Recém-chegada a este lugar, que é a um só tempo longe de tudo e de todos os amigos que pertencem a mesma tribo de loucos que eu, fiquei ansiosa, à espreita daquele leitor, possível amigo ou amiga, que me levaria a um novo círculo de amizades e ao famoso sentimento de pertença descrito por Maslow.
Um dos meus filhos é chamado para a triagem e o livro permanece repousando, como se tivesse ali chegado por mãos invisíveis. A enfermeira me faz as perguntas de praxe: deu febre? vomitou? etc. Eu respondo distraída, sem tirar os olhos de cima do Guimarães, mas num minuto que dedico a verificar o peso da criança a mesinha fica vazia. Angustio-me enquanto ela repete os procedimentos com a menina. Meus pensamentos alternam-se: "Alguém o roubou e o dono não percebeu!" "Quem é o dono?" 
Finalmente livre, volto à sala de espera e passo em revista todos os pacientes sentados a minha volta: nada! Levanto-me e, como quem não quer nada, olho dentro do guichê de atendimento: o funcionário apenas boceja. Tudo aponta para o fato de que ele se foi. Conformar-me eis o que me resta! De repente, meus olhos, meu cérebro e meu coração, percebem ao mesmo tempo: Lá! Um pouco afastado, em pé, de costas, com os braços flexionados. Só pode estar lendo! 

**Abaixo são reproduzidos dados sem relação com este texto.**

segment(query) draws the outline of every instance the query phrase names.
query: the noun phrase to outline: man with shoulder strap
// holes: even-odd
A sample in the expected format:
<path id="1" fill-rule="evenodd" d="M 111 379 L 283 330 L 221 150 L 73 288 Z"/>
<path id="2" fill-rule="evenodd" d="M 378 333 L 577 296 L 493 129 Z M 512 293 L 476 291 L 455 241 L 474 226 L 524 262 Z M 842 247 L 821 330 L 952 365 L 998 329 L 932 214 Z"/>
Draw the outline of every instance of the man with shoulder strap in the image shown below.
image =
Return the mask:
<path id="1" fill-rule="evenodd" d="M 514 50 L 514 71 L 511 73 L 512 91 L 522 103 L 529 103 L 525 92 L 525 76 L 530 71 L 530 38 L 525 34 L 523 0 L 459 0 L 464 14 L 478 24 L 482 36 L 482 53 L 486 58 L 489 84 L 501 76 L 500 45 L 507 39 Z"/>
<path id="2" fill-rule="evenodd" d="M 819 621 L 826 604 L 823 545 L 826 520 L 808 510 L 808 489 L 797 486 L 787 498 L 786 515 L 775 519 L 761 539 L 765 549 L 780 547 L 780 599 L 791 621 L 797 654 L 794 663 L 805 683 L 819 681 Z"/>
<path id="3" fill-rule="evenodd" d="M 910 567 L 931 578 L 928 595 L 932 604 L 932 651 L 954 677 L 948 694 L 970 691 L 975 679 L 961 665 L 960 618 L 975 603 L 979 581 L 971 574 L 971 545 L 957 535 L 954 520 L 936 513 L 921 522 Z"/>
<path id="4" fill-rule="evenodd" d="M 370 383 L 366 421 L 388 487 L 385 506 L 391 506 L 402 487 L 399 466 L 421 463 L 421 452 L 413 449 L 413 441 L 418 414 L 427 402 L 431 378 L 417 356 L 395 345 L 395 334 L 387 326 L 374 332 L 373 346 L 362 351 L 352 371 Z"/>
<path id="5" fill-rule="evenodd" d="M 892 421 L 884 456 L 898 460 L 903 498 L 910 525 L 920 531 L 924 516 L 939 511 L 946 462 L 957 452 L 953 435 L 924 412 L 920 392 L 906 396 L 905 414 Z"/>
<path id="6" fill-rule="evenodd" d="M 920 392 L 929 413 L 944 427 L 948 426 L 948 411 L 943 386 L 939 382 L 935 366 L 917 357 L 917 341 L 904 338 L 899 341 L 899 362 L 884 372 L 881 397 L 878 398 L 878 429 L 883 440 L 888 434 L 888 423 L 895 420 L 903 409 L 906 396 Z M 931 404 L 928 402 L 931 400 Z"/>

Posso ouvir o vibrar dos meus batimentos enquanto caminho até ele e digo: 
__Oi! Estive observando você... 
E trocamos impressões, autores, acervo e vamos nos tornando amigos de infância e descubro que ele tem outro amigo pra me apresentar e começo a me sentir em casa. Sinto a emoção do reencontro, sei que ele ouve o mesmo tipo de música, deve gostar de cachorro, bebemos café e conversamos muitas tardes.
Saio do transe no exato segundo em que ele se volta para o lado onde estou, incomodado pelo sol no rosto. Paraliso, os músculos retesam, lá está um cara feíssimo! No mundo tem gente bonita, gente regular, gente feia e o sujeito em questão. 
Lutei duramente contra meu preconceito: 
__ A beleza é só um conceito.
__ Ele deve usar aquele livro pra atrair vítimas.
__ Ele é belo por dentro.
__ Lembre-se de Vinícius...
Antes que a guerra terminasse, fui chamada para a consulta e quando retornei, decidida a me apresentar, ele se fora.